卢般若走上去问:“哥,姐,问一下,这里有没有个叫王人杰的?”
见他们是来找人的,这群二道贩子迅速散开,连说没有。
方杳注意到街边有个染着黄头发的男人正坐在小三轮儿上,一边抽烟一边盯着她和程宋看。
等和她对上目光,黄毛把烟往地上一扔,踩着人字拖往烟头处碾了碾,手插裤兜朝他们走过来。
“美女,来旅游啊?”
黄毛长得高痩,皮肤被西北的阳光晒得黑黄,高眉弓高颧骨,花衬衫的领口挂着个灰扑扑的墨镜。
程宋立刻走过来挡在了她面前。
“干什么?”
黄毛抹了把头发,“你们不是要找王人杰?我就是王人杰。”
见程宋一脸防备,他从口袋里掏出了张身份证,领着他们去火车站乘务员的机子上刷了一下,不是假证。
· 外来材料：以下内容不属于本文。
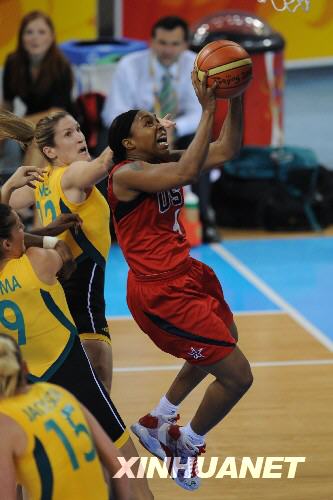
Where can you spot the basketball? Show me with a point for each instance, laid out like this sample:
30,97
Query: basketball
228,64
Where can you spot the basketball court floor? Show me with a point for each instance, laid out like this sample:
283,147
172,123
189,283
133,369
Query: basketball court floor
281,291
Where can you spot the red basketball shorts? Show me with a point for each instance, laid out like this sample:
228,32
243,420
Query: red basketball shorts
185,315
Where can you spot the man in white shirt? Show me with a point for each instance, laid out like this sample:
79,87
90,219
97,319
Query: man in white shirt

王人杰把墨镜从领口摘下来,慢悠悠戴上,嘴角扬起,露出一口大白牙。
“生当为人杰的人杰,童叟无欺的嘛。”
程宋脸色缓和了,“不好意思啊哥,我们第一次来这里,人生地不熟的。”
“小事啦,你们要去乌木村是吧。”
王人杰也不跟他们废话,直接伸出五根指头,“这两天路况不好,路上很麻烦的,收你们路费五千块,只要现金。”
“这么贵?”程宋不敢置信。
“嫌贵可以不去啊小帅哥。”
去另一边找人的卢般若和宋青陆走过来,王人杰一瞧他们还有人,正准备狮子大开口,卢般若笑了一下,手里掏出一根一指长的木块,“这个够不够?”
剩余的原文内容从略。